It's true. If you look at the way he handled the redo of that other revered space series, it might provide some clues as to what his "Star Wars" might look like. Abrams clearly aimed to please the broadest possible audience by remaining faithful to the "Star Trek" mythology in some ways while shaking it up in others; the film made nearly $386 million worldwide and the follow-up, the 3-D "Star Trek Into Darkness," is due out May 17. Some fans were thrilled that he would boldly go to such daring places while some purists balked at the vast departures he took. And that might be true of the response "Episode VII" will get in 2015, when it's scheduled to come out; people tend to get proprietary when they're so emotionally invested in the stories like this.
Abrams' "Super 8" from 2011 is another great example of his grasp of, and reverence for, the wonder that can accompany the best science fiction experiences. His homage to late-'70s, early-'80s Steven Spielberg productions is full of childhood innocence and the excitement of storytelling. And as he demonstrated with these films as well as his contribution to another beloved franchise, 2006's "Mission: Impossible III," the man knows how to direct an action sequence. He also happened to work with Lucas' Industrial Light & Magic and Skywalker Sound on post-production on all the films he's directed, so a comfort level already exists from an effects perspective.
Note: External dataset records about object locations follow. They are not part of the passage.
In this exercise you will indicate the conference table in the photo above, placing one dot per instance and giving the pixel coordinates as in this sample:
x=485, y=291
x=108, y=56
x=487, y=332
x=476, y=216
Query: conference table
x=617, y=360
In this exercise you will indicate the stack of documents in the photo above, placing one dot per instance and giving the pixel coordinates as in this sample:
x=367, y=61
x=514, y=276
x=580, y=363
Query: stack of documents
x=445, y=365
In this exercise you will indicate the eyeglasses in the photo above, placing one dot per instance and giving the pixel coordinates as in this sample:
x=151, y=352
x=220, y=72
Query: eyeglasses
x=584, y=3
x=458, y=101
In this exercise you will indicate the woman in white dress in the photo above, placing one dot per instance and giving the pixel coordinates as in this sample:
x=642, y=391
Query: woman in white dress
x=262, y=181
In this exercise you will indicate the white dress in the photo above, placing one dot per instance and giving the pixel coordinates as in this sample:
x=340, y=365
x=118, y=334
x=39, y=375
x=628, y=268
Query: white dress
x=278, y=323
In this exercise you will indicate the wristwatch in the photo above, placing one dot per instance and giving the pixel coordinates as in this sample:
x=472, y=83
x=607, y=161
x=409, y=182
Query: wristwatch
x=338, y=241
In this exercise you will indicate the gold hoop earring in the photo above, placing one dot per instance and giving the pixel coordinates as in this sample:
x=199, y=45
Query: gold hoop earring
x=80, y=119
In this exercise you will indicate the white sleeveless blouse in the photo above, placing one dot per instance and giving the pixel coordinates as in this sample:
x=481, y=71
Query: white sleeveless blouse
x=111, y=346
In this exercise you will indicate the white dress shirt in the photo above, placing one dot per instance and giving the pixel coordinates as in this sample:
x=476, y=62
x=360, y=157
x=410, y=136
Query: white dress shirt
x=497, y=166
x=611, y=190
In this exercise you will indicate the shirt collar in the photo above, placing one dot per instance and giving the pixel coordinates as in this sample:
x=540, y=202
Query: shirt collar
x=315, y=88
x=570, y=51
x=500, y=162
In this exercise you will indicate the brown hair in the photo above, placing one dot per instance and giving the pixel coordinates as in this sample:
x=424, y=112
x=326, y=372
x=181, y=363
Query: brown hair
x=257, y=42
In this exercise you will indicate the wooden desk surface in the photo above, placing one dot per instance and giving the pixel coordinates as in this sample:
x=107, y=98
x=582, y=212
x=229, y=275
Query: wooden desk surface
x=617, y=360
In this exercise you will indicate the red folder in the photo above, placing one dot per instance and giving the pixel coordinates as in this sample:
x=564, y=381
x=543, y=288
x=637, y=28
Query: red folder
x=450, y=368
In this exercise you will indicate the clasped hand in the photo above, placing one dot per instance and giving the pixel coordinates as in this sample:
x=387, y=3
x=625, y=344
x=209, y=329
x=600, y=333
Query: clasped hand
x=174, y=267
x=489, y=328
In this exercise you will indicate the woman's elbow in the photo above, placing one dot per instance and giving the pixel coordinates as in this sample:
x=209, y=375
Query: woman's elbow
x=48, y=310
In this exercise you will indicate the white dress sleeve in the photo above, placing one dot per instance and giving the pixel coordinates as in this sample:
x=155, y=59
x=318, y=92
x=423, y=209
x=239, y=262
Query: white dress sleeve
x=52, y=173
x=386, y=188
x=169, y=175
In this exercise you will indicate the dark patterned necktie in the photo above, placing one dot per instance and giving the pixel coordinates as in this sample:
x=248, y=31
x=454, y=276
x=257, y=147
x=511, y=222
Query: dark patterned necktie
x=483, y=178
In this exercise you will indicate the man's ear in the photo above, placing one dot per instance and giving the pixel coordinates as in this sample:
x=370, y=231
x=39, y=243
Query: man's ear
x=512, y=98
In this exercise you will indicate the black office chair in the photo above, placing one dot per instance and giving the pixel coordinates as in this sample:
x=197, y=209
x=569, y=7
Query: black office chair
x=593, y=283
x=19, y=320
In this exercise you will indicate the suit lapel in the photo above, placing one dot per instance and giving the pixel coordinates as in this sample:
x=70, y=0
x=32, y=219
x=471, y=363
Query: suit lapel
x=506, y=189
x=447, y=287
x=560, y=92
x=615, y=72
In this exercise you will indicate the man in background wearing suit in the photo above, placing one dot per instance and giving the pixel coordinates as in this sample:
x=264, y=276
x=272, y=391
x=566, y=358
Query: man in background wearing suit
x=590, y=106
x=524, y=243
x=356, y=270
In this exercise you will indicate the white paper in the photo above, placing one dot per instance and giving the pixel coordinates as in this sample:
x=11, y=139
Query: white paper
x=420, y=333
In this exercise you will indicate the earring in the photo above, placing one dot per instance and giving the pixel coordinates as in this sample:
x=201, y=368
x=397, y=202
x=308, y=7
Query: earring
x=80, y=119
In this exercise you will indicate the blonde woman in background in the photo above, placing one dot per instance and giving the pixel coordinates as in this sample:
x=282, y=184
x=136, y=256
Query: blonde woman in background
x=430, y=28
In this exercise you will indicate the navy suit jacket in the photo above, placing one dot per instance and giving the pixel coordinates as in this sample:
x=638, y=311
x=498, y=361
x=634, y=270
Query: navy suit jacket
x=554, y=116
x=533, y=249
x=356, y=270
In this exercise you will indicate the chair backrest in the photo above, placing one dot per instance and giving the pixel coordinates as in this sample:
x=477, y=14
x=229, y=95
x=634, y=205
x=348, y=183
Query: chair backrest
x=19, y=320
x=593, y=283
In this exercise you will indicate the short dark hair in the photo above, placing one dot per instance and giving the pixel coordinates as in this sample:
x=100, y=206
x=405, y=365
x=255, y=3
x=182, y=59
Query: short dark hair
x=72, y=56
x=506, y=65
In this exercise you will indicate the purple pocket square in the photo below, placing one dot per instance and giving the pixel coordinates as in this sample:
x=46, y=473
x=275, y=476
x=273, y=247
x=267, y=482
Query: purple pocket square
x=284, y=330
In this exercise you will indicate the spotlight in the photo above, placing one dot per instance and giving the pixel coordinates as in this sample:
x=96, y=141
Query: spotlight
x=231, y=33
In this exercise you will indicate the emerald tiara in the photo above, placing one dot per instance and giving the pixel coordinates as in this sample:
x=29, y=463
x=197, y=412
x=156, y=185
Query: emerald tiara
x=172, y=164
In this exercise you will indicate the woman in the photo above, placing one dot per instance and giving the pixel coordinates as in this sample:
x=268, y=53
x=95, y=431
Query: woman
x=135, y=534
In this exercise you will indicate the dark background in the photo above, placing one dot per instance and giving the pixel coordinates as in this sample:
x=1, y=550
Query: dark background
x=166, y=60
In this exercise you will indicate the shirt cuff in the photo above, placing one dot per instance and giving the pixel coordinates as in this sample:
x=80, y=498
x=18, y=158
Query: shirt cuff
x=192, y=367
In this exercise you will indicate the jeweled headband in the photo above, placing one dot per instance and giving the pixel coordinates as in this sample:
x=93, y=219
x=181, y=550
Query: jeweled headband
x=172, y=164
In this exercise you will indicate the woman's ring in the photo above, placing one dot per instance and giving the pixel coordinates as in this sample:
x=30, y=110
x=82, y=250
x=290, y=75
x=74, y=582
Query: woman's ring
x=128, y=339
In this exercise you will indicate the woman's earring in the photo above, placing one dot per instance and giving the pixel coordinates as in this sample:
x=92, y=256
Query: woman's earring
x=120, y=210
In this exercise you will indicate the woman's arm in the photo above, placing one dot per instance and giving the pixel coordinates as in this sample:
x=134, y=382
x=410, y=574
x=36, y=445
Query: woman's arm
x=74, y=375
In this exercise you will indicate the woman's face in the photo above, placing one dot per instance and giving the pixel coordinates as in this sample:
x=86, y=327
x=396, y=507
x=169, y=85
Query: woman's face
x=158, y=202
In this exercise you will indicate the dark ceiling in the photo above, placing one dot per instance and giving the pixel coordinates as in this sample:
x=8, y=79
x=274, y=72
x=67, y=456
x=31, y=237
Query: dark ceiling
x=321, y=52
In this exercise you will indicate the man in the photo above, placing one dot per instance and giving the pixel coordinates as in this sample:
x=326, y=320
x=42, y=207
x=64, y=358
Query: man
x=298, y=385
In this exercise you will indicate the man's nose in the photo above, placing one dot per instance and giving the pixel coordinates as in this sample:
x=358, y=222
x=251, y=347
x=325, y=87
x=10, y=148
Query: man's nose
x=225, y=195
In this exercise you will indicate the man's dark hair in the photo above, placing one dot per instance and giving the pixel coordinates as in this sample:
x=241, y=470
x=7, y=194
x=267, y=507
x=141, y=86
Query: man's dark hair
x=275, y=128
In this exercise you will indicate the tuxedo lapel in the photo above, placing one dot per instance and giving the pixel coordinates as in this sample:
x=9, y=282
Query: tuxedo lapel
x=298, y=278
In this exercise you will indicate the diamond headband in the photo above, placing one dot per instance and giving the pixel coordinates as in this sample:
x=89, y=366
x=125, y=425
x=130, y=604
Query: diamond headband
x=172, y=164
He's a busy guy these days, though. Between steering these two massive franchises, he also has many other projects in the works through his production company, Bad Robot. Among them: a recently announced biopic of disgraced cyclist Lance Armstrong, a possible "Cloverfield" sequel and the post-apocalyptic television series "Revolution." As talented and visionary as he is, who knows how good of a juggler he'll be?